Hence the matrix$$\bm{A} – sI$$eigenvalues ​​of$$\lambda – s$$, the eigenvectors are still$$\bm{v}$$, proved.

Thus, we want to find the matrix$$\bm{A}$$in real numbers$$s$$Nearby eigenvalues, you can first compare the matrix$$(\bm{A}-sI)^{-1}$$Use power iteration to find$$(\bm{A}-sI)^{-1}$$The largest eigenvalue of$$b$$(because we know that the transferred eigenvalues ​​are$$(\lambda – s)^{-1}$$, to make$$\lambda$$as close as possible$$s$$, you have to take the largest eigenvalue), where the$$x^{(t)}$$yes$$(\bm{A}-sI)\bm{x}^{(t)}=\bm{u}^{(t-1)}$$Obtained by Gaussian elimination. Finally, we calculate$$\lambda = b^{-1} + s$$is the matrix$$A$$exist$$s$$nearby eigenvalues. The implementation of the algorithm is as follows:

import numpy as np

def powerit(A, x, s, k):
As = A-s*np.eye(A.shape)
for j in range(k):
# To keep the data from getting out of control
# normalize x before each iteration
u = x/np.linalg.norm(x)

# Solve (A-sI)xj = uj-1
x = np.linalg.solve(As, u)
lam = u.dot(x)
lam = 1/lam + s

# The feature vector x obtained from the last iteration needs to be normalized to u
u = x / np.linalg.norm(x)
return u, lam

if __name__ == '__main__':
A = np.array(
[
[1, 3],
[2, 2]
]
)
x = np.array([-5, 5])
k = 10
# The translation value of the inverse power iteration, which can converge to different eigenvalues ​​through the translation value
s = 2
# Return the dominant eigenvalue and the corresponding eigenvalue
u, lam = powerit(A, x, s, k)
# u is [0.70710341 0.70711015], pointing in the direction of the feature vector [1, 1]
print(&quot;Predominant eigenvector:\n&quot;, u)
print(&quot;Predominant eigenvalue:\n&quot;, lam)

The result of running the algorithm is as follows:

Dominant eigenvectors:
[0.64221793 0.7665221 ]
Dominant eigenvalues:
4.145795530352381

## 3. Application of Power Iteration: PageRank Algorithm

One application of power iteration is the PageRank algorithm. The PageRank algorithm is an iterative algorithm acting on a directed graph. After convergence, each node can be assigned a value indicating the degree of importance.
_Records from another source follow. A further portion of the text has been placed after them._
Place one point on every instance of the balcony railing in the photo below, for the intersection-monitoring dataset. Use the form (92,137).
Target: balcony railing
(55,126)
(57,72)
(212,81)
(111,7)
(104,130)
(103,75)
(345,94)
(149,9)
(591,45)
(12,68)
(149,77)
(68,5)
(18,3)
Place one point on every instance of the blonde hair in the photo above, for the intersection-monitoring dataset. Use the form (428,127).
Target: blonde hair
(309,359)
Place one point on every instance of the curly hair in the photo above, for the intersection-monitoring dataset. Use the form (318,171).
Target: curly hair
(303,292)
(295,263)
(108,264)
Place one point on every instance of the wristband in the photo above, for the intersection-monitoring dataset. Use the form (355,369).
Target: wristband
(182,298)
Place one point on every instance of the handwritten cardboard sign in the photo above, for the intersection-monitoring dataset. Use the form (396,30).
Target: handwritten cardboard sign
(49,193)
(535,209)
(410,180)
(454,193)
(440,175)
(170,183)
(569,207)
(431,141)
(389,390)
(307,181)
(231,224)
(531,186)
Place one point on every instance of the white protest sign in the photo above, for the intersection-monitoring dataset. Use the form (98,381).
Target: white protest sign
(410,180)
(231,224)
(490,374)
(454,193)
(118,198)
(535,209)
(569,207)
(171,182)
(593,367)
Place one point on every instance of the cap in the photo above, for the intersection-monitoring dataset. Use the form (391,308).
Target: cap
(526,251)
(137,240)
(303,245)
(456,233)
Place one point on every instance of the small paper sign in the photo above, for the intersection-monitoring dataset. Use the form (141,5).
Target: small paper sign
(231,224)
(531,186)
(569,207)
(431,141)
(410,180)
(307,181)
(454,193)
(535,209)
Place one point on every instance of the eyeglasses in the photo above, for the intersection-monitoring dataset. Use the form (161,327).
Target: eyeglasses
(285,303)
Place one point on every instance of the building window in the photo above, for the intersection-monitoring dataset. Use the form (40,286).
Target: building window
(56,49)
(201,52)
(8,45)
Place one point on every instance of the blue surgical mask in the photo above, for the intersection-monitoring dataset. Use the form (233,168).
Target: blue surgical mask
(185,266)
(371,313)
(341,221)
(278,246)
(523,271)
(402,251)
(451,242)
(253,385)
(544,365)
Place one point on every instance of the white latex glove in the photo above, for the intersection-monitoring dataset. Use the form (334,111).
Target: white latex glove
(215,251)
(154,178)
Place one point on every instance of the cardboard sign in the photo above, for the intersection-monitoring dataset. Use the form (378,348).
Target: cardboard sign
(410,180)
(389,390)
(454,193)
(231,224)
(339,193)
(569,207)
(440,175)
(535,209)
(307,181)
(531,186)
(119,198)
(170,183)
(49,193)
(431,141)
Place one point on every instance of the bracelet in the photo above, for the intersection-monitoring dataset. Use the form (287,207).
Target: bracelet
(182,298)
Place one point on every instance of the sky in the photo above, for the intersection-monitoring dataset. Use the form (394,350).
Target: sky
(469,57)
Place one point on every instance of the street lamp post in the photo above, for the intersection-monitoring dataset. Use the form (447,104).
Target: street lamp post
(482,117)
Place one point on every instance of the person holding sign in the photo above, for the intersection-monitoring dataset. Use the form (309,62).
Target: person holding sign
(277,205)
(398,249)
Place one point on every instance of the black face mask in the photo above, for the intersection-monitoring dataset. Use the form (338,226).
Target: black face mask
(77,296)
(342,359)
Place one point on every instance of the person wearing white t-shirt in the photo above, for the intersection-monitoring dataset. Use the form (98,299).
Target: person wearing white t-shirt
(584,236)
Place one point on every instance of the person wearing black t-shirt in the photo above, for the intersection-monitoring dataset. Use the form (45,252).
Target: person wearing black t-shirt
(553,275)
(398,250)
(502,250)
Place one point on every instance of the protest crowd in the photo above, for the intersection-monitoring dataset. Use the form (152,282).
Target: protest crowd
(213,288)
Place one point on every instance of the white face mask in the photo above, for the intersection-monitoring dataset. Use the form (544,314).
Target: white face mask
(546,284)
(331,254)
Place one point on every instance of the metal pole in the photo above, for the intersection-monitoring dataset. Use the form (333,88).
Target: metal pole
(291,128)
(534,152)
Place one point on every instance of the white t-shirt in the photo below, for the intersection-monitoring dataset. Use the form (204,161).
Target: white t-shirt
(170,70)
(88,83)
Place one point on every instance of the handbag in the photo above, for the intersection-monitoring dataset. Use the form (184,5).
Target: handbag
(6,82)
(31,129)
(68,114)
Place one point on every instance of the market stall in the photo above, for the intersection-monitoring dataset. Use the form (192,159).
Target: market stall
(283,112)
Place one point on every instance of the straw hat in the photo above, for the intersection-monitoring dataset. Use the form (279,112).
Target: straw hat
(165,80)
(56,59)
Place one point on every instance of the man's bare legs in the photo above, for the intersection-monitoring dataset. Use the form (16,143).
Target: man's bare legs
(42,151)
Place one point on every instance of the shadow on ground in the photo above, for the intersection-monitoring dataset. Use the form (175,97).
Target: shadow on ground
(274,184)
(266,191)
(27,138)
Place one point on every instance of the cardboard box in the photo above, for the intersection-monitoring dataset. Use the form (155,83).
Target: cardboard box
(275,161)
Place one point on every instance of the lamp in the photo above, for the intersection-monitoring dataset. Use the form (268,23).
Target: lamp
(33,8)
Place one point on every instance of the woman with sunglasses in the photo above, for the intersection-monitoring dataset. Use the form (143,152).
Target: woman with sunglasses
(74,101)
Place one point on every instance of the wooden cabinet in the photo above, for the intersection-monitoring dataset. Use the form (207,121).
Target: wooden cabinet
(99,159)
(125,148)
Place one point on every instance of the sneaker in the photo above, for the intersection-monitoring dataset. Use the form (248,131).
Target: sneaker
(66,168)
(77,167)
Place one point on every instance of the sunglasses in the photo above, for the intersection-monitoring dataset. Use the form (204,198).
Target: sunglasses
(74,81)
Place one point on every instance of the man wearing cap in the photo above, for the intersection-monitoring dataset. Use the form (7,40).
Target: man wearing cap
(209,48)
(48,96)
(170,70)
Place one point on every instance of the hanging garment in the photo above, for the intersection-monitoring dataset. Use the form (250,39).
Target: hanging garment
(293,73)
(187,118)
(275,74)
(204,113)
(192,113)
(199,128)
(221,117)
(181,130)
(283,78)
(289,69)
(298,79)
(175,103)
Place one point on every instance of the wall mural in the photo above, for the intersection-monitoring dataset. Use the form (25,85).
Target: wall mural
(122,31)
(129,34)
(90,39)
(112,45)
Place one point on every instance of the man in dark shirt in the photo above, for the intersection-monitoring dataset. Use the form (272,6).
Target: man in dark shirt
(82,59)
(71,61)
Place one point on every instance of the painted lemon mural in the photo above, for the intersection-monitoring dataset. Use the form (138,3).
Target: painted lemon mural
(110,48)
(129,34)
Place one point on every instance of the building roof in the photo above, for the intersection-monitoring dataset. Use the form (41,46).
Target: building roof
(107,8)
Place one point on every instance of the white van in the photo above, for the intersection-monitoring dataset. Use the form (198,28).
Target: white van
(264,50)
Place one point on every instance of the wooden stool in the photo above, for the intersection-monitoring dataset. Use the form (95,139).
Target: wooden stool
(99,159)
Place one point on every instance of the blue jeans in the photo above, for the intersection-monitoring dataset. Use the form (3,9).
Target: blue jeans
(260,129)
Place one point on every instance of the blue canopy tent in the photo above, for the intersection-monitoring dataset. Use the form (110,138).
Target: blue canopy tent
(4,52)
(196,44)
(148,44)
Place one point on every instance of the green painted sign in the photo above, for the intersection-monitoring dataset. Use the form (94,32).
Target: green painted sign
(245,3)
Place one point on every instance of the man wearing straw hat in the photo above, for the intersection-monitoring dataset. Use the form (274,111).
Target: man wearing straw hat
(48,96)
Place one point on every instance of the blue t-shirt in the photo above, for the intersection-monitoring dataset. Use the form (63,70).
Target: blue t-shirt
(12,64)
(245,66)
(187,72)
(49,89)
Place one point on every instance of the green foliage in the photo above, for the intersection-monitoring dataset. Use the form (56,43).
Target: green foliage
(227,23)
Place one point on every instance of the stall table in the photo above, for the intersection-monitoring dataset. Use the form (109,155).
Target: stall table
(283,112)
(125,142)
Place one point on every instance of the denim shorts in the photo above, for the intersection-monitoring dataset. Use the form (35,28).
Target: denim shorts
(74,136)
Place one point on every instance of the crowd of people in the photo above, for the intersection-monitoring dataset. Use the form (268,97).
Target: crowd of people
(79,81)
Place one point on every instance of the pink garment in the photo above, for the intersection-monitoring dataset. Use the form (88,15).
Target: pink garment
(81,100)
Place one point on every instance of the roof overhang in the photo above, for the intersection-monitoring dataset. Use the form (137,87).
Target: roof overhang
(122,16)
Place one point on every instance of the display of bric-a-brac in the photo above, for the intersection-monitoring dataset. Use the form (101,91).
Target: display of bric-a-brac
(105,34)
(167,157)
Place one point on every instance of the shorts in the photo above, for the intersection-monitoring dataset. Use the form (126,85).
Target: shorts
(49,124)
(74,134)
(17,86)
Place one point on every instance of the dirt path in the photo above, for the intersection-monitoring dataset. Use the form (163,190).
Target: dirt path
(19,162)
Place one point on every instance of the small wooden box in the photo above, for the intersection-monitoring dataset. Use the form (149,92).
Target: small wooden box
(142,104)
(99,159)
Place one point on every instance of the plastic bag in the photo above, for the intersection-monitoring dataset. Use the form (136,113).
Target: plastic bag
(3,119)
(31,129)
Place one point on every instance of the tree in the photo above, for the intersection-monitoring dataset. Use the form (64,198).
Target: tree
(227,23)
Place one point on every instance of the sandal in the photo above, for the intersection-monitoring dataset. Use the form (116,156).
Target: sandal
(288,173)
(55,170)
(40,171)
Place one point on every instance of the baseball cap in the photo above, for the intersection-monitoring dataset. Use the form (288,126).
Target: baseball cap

The larger the value, the more important the node appears in the graph.
For example, given the following directed graph: Its adjacency matrix is:

$\left( \begin{matrix} 0 & 1 & 1 \\ 0 & 0 & 1 \\ 1 & 0 & 0 \\ \end{matrix} \right) \tag{15}$

We normalize the adjacency matrix along the rows to get the Markov probability transition matrix$$\bm{M}$$

$\left( \begin{matrix} 0 & \frac{1}{2} & \frac{1}{2} \\ 0 & 0 & 1 \\ 1 & 0 & 0 \\ \end{matrix} \tag{16} \right)$

We define the probability that a surfer moves from one page to another random page as$$q$$, the probability of staying on this page is$$1-q$$. Let the number of nodes in the graph be$$n$$, and then we can compute the Google matrix as a general transition matrix for directed graphs. For each element of the matrix, we have:

$\bm{G}_{ij} = \frac{q}{n} + (1-q)\bm{M}_{ij} \tag{17}$

Note that the sum of each column of the Google matrix is ​​1, which is a random matrix, which satisfies the property that the dominant eigenvalue is 1.
We take the matrix representation, namely:

$\bm{G}_{ij} = \frac{q}{n}\bm{E} + (1-q)\bm{M}_{ij} \tag{18}$

in$$\bm{E}$$for elements whose elements are all 1s$$n \times n$$phalanx.
Then we define the vector$$\bm{p}$$, its element$$\bm{p}_i$$is on the page$$i$$on the probability. We know from the previous power iteration algorithm that the vector will be pushed to the direction of eigenvalue 1 after the matrix and the vector are repeatedly multiplied. And here, the eigenvector corresponding to eigenvalue 1 is the steady-state probability of a set of pages, which by definition is$$i$$The rank of a page, that is, the origin of the Rank in the name of the PageRank algorithm. (At the same time, this is also$$G^T$$the steady-state solution of the defined Markov process). So we define the iterative process:

$\bm{p}_{t+1} = \bm{G}^T\bm{p}_{t} \tag{19}$

Note that after each iteration we have to$$\bm{p}$$Vector normalization (to reduce time complexity we divide by$$p$$The maximum value among all dimension elements of the vector can be normalized by an approximate two-norm); moreover, we also need to$$p$$The vector is normalized (divided by the sum of all dimension elements to guarantee that the sum of all dimensions is 1).
Our implementation of the PageRank algorithm code for this graph is as follows (where the probability of moving to a random page$$q$$Take 0.15 by convention):

import numpy as np
# Normalize simultaneous iteration, k is the number of iteration steps
# To push in the direction of the eigenvalue of A, A must be a square matrix
def PageRank(A, p, k, q):
assert(A.shape==A.shape)
n = A.shape
M = A.copy().astype(np.float32) #Note to convert to float
for i in range(n):
M[i, :] = M[i, :]/np.sum(M[i, :])
G = (q/n)*np.ones((n,n)) + (1-q)*M
G_T = G.T
p_t = p.copy()
for i in range(k):
y = G_T.dot(p_t)
p_t = y/np.max(y)
return p_t/np.sum(p_t)
if __name__ == '__main__':
A = np.array(
[
[0, 1, 1],
[0, 0, 1],
[1, 0, 0]
]
)
k = 20
p = np.array([1, 1, 1])
q = 0.15 #The probability of moving to a random page is usually 0.15
# move to the page linked to this page with probability 1-q
R= PageRank(A, p, k, q)
print(R)

The result of running the algorithm is as follows:

[0.38779177 0.21480614 0.39740209]

You can see the Rank vector of the web page after the 20-step iteration$$\bm{R}=(0.38779177, 0.21480614, 0.39740209)^T$$, which can also be seen as the degree of importance of the web page.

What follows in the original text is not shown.